Ya estoy fuera de Madrid, ¡por fin! Qué ganas tenía de salir de esa ciudad que, aunque me guste tanto, me había tenido atrapado tantos meses. Viajar es algo increíble, y cuando lo haces en coche más que cuando lo haces en avión, o al menos muy diferente. En coche “vives” cada kilómetro de distancia que separa tu punto de partida con tu punto de llegada.
La llegada a Barcelona siempre es muy bonita: vas entrando por entre las montañas, abres la ventanilla y huele a mar (aunque la parte del Llobregat no es que huela a rosas), el aire está muy pero muy húmedo. Vamos, que no tiene nada que ver con Madrid.
No sé cuanto tiempo estaré aquí, el suficiente como para llegar a sentir el ritmo de vida.
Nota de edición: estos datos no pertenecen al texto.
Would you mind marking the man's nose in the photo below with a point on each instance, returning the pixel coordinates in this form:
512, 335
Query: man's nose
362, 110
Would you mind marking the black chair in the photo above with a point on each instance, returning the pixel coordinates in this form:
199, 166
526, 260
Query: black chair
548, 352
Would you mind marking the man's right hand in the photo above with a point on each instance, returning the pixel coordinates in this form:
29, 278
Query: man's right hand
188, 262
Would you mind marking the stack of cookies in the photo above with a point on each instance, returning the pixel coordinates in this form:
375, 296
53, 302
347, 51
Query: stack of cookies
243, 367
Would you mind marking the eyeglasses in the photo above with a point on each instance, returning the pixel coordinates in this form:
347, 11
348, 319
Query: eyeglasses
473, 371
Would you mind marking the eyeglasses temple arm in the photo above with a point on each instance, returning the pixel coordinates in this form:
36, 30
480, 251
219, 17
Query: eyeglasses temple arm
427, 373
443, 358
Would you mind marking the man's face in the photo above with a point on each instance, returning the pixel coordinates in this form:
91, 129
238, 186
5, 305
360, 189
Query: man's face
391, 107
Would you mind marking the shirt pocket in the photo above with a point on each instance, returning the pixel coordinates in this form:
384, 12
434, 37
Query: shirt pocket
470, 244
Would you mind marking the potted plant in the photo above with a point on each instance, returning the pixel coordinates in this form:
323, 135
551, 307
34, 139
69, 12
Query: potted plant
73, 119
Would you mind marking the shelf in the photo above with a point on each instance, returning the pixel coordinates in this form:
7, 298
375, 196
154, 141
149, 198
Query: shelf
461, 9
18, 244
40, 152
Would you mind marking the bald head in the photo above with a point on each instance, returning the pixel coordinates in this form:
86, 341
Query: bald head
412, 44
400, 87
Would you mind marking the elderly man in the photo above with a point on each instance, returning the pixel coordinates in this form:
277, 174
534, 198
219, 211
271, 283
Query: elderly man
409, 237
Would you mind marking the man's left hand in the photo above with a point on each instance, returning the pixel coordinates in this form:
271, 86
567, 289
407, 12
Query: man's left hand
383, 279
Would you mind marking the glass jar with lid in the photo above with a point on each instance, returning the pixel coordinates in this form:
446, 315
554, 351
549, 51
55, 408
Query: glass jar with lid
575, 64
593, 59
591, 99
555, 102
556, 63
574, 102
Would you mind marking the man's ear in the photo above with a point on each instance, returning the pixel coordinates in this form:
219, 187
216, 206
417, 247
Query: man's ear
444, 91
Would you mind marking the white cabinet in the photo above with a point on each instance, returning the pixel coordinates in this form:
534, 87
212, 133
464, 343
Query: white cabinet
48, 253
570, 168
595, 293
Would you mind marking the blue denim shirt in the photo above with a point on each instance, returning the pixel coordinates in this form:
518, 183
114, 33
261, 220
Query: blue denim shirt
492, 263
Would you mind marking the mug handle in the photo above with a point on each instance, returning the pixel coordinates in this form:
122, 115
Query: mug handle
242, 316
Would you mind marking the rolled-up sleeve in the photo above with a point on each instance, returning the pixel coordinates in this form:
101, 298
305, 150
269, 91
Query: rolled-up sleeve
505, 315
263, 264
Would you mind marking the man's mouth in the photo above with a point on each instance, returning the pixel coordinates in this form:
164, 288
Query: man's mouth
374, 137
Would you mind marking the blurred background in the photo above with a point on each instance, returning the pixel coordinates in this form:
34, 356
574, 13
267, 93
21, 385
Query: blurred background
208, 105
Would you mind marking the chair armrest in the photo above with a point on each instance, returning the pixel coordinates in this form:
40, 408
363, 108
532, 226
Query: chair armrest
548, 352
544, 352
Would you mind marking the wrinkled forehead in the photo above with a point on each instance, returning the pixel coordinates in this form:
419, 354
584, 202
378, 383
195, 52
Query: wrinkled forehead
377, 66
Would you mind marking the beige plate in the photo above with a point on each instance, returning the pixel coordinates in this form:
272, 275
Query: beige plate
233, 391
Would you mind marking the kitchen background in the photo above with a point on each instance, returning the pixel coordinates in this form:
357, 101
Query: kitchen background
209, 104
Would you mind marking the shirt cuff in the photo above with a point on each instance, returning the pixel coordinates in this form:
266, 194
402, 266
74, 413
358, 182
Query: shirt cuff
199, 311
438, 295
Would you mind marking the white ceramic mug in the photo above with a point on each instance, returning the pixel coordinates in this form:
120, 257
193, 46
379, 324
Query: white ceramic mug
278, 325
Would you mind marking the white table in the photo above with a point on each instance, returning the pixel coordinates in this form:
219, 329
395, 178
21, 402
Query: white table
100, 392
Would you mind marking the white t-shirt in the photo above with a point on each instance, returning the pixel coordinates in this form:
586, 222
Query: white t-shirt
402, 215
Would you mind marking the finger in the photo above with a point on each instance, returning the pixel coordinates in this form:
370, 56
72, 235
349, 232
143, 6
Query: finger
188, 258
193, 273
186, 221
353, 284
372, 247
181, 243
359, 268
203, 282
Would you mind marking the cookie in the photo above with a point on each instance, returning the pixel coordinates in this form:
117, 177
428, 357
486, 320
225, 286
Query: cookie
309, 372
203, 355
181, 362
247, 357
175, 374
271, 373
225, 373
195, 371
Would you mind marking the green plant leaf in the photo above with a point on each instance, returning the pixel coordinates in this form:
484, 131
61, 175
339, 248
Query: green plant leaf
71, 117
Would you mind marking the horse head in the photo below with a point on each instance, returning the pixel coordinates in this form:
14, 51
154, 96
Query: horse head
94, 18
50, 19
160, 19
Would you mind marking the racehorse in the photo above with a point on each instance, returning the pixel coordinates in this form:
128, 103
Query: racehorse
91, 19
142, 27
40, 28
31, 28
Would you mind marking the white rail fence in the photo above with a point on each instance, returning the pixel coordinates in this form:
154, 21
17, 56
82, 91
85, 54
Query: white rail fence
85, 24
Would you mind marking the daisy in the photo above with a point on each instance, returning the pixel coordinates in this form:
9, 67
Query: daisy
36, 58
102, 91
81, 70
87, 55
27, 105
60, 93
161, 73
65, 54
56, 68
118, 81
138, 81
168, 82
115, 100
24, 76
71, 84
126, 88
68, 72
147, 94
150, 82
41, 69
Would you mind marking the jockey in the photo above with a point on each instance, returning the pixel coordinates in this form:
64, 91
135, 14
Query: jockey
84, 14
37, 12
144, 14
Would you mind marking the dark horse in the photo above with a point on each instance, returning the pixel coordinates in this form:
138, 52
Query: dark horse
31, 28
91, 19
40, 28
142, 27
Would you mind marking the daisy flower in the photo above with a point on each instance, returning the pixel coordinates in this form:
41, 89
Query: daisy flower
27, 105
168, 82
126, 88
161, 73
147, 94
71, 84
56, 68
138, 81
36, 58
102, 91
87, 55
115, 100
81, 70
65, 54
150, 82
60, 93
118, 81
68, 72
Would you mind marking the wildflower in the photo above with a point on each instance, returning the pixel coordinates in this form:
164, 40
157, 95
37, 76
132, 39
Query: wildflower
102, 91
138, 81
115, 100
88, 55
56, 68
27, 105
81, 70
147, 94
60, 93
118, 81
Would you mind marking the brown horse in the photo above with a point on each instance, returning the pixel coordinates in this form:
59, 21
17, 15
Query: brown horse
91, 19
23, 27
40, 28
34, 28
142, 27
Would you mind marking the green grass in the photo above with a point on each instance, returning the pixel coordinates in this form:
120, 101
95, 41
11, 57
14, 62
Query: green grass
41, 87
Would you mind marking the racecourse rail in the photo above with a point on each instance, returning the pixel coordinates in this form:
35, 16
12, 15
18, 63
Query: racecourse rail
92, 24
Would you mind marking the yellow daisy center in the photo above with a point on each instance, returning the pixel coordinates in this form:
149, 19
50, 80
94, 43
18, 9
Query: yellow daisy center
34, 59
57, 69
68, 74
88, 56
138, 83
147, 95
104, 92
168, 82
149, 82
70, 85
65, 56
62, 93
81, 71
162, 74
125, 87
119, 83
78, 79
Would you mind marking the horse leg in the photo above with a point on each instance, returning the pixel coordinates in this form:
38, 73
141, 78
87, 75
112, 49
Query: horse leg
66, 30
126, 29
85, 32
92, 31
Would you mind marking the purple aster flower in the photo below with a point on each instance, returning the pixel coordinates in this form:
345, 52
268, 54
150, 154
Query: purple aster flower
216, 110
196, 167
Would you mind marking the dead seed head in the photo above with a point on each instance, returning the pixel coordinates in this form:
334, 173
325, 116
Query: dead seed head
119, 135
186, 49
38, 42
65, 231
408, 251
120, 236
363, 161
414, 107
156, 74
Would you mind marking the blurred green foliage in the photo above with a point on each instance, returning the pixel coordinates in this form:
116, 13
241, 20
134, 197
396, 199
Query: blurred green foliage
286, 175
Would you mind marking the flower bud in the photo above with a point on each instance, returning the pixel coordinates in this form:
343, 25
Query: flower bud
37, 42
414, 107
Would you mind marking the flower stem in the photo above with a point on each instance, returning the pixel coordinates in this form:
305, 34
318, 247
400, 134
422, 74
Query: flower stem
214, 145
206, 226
Estos días me dedicaré a pasear yo solo viendo cosas cuando la gente a la que he venido a ver esté currando y el resto a pasar el rato con ellas.
Muchas veces he pensado en cómo me sentiría si hiciera un viaje de este tipo para quedarme más tiempo; pienso en la gente de mi universidad que es de fuera, en la gente que conozco de mi edad y que se ha mudado, que ha cambiado su vida. Lo pienso y me da un poco de miedo, de vértigo: otras calles, otro olor, descubrir de nuevo por dónde amanece; una nueva banda sonora en un periodo de tu vida. La verdad es que es una cosa que siempre he admirado, para eso quizás yo soy demasiado sedentario.